Open pfps opened 1 week ago
@pfps Thanks for another monster query! This variant of the query does the job. It takes around 10 minutes (because it has to produce the complete wdt:P317/wdt:P279*
, which has 3.7 B results and is expensive to compute), but it works and with little RAM at that:
SELECT * WHERE {
{ SELECT DISTINCT ?s WHERE { ?s wdt:P31/wdt:P279* ?o . FILTER (?s = ?o) } }
OPTIONAL { s rdfs:label ?s_label FILTER (LANG(?s) = "en") }
}
https://qlever.cs.uni-freiburg.de/wikidata/saPuxK
Your ?c wdt:P31/wdt:P279* ?c
should actually be treated just like ?c wdt:P31/wdt:P279* ?tmp . FILTER (?c = ?tmp)
. We will investigate why QLever does not do that.
I have a sequence of queries that try to do similar things, which I ran over the summer when looking for issues in the Wikidata ontology. These queries look for instance loops, i.e, a class that is an instance of itself when the intended meaning of P279 (instances of subclasses are also instances) is taken into account.
The desired query is:
SELECT DISTINCT ?c ?cLabel WHERE { ?c wdt:P31/wdt:P279* ?c . OPTIONAL { ?c rdfs:label ?cLabel . FILTER ( lang(?cLabel) = 'en' ) } }
but that triggers the empty path error.
A closely related query that sidesteps the empty path message is:
SELECT DISTINCT ?c ?cLabel WHERE { ?c wdt:P31/wdt:P279+ ?c . OPTIONAL { ?c rdfs:label ?cLabel . FILTER ( lang(?cLabel) = 'en' ) } }
This runs in 22 seconds but might not include all the results I want because it excludes the empty subclass path.
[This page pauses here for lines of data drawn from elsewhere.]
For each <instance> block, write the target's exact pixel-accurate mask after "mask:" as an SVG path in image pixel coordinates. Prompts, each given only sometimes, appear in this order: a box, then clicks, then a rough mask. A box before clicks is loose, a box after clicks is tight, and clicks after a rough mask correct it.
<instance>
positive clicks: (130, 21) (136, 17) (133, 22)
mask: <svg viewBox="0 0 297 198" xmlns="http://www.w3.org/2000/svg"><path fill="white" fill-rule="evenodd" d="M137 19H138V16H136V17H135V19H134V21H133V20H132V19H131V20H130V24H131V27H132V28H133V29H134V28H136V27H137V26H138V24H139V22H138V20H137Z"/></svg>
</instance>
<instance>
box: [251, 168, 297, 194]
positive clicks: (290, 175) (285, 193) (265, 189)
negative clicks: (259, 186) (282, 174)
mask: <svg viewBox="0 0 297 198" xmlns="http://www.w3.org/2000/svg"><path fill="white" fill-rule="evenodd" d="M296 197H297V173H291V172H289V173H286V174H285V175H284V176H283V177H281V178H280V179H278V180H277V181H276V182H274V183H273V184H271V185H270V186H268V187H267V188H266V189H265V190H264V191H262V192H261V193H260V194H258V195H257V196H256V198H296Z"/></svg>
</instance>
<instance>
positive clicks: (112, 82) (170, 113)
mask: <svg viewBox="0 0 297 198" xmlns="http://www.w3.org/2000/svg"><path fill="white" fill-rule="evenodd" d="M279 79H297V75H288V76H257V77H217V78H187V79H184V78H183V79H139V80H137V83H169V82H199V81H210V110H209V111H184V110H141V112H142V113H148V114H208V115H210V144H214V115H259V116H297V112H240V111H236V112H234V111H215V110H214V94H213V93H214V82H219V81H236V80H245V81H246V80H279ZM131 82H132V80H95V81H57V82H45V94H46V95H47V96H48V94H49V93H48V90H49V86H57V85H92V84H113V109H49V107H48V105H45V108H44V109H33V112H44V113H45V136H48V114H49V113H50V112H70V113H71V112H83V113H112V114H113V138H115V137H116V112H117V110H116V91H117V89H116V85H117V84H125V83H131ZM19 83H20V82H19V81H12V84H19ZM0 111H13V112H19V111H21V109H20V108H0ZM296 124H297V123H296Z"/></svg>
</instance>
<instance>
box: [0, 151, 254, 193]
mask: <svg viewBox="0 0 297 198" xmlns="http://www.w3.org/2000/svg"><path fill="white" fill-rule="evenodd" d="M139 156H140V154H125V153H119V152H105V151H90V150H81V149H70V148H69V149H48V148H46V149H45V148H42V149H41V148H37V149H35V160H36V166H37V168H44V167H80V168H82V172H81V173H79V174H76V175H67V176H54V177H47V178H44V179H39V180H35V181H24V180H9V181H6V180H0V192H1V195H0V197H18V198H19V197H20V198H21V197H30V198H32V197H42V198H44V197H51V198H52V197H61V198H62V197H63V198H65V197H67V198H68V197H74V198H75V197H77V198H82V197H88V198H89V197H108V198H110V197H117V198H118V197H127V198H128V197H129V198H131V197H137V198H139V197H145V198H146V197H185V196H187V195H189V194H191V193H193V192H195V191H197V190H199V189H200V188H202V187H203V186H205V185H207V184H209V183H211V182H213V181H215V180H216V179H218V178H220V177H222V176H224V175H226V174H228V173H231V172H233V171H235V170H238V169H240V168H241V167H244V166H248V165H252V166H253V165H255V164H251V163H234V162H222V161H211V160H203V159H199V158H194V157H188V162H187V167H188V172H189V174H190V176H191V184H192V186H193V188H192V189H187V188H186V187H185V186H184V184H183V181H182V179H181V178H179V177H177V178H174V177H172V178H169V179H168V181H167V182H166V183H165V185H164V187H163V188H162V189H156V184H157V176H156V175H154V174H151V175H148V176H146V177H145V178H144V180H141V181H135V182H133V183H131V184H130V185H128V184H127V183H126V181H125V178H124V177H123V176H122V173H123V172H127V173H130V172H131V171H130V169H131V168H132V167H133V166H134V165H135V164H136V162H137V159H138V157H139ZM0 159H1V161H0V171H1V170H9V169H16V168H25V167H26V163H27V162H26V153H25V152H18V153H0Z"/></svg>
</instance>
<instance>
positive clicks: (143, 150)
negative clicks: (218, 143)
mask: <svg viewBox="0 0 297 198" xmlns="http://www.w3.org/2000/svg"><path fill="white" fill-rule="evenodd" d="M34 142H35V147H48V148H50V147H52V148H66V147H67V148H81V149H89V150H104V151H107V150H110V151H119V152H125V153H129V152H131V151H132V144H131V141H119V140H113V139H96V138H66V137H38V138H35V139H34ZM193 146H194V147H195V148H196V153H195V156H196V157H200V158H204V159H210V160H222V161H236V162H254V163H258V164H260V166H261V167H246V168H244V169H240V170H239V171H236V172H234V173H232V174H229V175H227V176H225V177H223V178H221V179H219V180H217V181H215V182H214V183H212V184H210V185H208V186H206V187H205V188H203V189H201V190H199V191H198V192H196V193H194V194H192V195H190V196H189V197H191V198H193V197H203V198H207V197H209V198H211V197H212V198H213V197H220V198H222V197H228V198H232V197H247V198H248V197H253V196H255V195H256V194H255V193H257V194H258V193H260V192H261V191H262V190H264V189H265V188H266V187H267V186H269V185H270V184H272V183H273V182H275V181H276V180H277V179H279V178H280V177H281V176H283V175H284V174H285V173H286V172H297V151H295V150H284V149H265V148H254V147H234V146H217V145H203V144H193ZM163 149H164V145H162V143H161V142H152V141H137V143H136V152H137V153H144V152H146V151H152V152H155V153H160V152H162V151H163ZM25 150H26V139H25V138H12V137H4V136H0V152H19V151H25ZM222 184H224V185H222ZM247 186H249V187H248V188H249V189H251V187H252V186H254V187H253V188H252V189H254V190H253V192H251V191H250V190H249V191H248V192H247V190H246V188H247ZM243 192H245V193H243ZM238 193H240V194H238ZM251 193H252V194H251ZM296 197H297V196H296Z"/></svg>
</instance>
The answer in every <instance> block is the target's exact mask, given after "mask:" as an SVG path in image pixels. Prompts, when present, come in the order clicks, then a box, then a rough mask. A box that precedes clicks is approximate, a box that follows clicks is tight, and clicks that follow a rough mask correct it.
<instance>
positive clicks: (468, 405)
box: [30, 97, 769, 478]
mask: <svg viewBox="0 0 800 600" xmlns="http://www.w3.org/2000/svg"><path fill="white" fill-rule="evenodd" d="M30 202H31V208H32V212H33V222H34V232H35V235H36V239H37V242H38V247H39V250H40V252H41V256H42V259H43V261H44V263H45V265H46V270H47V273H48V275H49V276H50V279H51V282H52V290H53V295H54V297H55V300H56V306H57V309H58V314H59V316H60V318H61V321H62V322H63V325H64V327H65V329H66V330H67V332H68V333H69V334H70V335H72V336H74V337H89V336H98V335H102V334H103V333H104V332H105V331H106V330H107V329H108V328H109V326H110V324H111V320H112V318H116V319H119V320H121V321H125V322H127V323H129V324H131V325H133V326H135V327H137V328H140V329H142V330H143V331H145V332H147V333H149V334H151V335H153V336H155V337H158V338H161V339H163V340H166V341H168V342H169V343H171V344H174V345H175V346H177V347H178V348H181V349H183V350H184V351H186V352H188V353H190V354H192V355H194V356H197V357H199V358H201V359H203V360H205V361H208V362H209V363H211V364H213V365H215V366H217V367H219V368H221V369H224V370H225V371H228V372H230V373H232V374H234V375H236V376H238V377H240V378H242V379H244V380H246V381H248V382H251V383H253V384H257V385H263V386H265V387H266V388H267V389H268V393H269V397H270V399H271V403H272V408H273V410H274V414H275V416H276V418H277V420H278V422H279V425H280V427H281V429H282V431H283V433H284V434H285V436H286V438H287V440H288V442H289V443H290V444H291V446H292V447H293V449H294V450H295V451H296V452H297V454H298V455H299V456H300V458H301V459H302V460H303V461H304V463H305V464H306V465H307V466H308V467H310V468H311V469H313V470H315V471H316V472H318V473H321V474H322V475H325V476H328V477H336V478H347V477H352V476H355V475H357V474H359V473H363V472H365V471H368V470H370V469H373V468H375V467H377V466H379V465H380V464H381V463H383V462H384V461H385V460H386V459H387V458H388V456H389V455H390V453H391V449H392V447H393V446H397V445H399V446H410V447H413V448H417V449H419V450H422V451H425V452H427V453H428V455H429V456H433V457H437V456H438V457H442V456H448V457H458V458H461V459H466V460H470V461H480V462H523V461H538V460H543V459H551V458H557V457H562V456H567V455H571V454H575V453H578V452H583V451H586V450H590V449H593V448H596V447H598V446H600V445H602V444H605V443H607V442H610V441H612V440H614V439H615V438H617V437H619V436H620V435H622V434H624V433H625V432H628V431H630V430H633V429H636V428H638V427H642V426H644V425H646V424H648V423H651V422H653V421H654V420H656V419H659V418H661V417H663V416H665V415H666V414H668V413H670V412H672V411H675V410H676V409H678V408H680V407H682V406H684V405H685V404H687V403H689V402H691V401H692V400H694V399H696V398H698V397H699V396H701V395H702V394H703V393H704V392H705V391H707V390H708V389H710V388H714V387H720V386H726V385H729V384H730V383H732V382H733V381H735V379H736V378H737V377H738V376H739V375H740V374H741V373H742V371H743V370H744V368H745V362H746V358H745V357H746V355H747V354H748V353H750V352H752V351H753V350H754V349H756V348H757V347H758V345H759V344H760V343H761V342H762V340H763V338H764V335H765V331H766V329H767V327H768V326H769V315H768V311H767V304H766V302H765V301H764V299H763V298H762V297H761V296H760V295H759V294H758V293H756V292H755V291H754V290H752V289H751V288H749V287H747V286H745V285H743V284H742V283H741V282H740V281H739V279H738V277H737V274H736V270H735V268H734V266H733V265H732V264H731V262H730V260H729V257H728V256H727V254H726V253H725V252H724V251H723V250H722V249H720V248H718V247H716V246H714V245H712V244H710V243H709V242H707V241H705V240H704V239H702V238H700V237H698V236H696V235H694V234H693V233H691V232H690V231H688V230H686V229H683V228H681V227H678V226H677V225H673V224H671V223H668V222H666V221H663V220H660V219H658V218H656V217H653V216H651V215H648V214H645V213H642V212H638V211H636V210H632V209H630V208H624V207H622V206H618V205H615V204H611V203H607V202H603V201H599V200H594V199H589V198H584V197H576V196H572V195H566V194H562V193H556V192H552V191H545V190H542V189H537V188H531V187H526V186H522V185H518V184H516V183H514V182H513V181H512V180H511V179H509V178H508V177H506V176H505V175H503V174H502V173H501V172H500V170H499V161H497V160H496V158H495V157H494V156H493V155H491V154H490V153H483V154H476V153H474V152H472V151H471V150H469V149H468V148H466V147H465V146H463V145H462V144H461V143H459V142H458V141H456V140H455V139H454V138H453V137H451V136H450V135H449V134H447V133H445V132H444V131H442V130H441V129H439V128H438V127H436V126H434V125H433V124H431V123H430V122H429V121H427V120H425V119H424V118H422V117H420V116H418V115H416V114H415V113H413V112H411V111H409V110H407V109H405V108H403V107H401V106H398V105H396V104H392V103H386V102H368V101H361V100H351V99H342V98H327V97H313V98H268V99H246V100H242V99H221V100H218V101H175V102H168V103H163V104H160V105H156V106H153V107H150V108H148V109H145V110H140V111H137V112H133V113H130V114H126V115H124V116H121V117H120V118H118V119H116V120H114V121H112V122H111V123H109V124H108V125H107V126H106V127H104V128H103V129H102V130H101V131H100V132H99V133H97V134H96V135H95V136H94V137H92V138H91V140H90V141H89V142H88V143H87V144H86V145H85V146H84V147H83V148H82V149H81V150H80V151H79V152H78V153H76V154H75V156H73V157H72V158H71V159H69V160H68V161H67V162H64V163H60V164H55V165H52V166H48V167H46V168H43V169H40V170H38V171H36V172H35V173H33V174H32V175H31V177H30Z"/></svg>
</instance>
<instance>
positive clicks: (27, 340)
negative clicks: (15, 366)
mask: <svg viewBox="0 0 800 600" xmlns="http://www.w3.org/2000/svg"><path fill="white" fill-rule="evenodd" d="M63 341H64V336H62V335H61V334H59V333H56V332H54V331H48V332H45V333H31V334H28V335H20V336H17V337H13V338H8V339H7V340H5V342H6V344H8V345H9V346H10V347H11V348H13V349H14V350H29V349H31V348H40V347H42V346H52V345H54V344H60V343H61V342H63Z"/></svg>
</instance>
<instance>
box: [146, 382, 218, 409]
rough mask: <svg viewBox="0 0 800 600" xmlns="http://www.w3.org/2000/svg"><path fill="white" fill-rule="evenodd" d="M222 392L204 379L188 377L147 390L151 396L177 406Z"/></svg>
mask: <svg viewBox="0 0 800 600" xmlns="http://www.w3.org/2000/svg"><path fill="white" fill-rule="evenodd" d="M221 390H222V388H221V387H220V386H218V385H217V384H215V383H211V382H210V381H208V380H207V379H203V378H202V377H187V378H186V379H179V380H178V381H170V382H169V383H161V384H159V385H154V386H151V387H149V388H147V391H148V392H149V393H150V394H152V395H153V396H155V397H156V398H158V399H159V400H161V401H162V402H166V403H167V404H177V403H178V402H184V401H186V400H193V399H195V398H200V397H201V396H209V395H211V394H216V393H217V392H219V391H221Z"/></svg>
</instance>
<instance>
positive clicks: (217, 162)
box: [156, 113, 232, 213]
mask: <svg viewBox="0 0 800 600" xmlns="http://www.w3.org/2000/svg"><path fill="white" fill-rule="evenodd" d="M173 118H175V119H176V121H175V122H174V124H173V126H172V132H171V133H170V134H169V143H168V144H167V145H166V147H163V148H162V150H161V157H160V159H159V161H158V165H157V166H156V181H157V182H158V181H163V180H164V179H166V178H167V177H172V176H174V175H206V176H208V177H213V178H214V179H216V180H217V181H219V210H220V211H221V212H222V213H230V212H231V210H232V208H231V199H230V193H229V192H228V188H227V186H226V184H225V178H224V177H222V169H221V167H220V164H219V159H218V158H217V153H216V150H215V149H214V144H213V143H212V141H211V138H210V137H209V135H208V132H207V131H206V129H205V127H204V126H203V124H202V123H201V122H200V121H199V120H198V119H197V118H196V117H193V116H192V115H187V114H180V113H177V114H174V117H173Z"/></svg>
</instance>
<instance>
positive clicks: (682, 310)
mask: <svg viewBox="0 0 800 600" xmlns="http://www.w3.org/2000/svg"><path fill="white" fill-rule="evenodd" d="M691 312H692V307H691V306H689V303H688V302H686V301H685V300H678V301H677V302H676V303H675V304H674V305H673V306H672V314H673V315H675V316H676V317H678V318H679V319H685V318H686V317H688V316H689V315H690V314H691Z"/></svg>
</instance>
The query that I created to include the empty subclass path is:
EDIT: The query I had here was a slow one. The fast query is as shown now.
SELECT DISTINCT ?c ?cLabel WHERE { { ?c wdt:P31/wdt:P279+ ?c } UNION { ?c wdt:P31 ?c } OPTIONAL { ?c rdfs:label ?cLabel . FILTER ( lang(?cLabel) = 'en' ) } }
This query runs in 24 seconds, much faster than your version.
I'm going to try various variants of this query and see how fast they run.
There is a very large speed difference between
SELECT DISTINCT ?c WHERE {
?c wdt:P31/wdt:P279+ ?c .
}
https://qlever.cs.uni-freiburg.de/wikidata/64XbsS
and
SELECT DISTINCT ?c WHERE {
?c wdt:P31/wdt:P279+ ?s . FILTER ( ?c = ?s )
}
https://qlever.cs.uni-freiburg.de/wikidata/69cPqa
I seem to remember that the second query used to be reasonably fast, but I may be remembering wrong.
@pfps If you execute the queries and click on "Analysis", you see the difference:
The first query uses a multi-column join, which is reasonably fast in this case because both wdt:P31
and wdt:P279+
have a manageable size, namely around 120M rows each.
The second query lazily produces the complete wdt:P31/wdt:P279+
result, which has over 3 billion rows, and then filters it.
Of course, QLever could recognize that these two queries are equivalent and pick the query plan that is faster to execute. This would be easy to fix for this particular kind of query, but it is an extremely hard problem in general.
It is important to note that these are very particular queries.
The query
https://qlever.cs.uni-freiburg.de/wikidata-test/SBRpDD
SELECT DISTINCT ?c ?cLabel WHERE { { ?c wdt:P31/wdt:P279* ?c } OPTIONAL { ?c rdfs:label ?cLabel . FILTER ( lang(?cLabel) = 'en' ) } }
results in the message
This query might have to evaluate the empty path, which is currently not supported. In file "/home/local/qlever/qlever-code/src/engine/TransitivePathImpl.h " at line 158
But it doesn't appear that there is an empty path in this query.